No fuzzy suggestions means a typo stays a typo. Structured confirmations mean a human cannot just hammer through a prompt. Strict validation means some values are rejected locally even if a backend would have produced a more specific error. A stable command contract means we carry old shapes longer than we might want to.

There is also more code. Error rendering, JSON mode, confirmation envelopes, input validation, field filtering, token resolution, and usage templates all take work. A human-only CLI could be much smaller. But for an agent-facing CLI, those costs sit at the right boundary. The CLI is the protocol between a probabilistic caller and production security controls.

The confirmation protocol also does not replace authorization. The API still checks permission and the server still validates inputs. The CLI is defense in depth: it prevents accidental or poorly reasoned actions before they leave the machine, and then the backend enforces the real security boundary.

What we learned

The needs of an agent are different from the needs of a human user. We started with a design document that captured what we believe to be the principles of good design for agentic tools (with the belief that most of those principles are also good design for human users), but we also wanted other ways to evaluate how well that design worked in practice.

There are a number of tools intended for this purpose, but we ended up settling on cli-agent-lint. This had the advantage of being a CLI tool itself, so we could tell various LLMs to use it to evaluate our work and reconcile the results with the design principles we had already written down.
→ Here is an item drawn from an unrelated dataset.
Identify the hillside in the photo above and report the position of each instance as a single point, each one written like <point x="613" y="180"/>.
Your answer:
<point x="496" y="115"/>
We didn’t always classify the findings the same way as cli-agent-lint’s authors, but it found a number of things we’d overlooked and the final usability (and quality) of our CLI was undoubtedly improved as a result.

Humans still need the CLI to be pleasant, but agents need it to be unambiguous. That means:

  • Commands and flags are stable contracts.
  • Errors have machine-readable structure and distinct exit codes.
  • We detect the setup and present appropriate output, whether text or JSON.
  • Inputs are validated before network calls.
  • Mutations require an explicit confirmation round trip.
  • Help output includes realistic examples.
  • Authentication works without interactive browser control.

As AI agents become a normal part of development workflows, CLIs are becoming agent APIs whether we design them that way or not. If a command can change production state, return security data, or become part of a deployment workflow, it needs the same care we give to HTTP APIs and MCP tools.

The shell is a protocol now. It just happens to look like a terminal.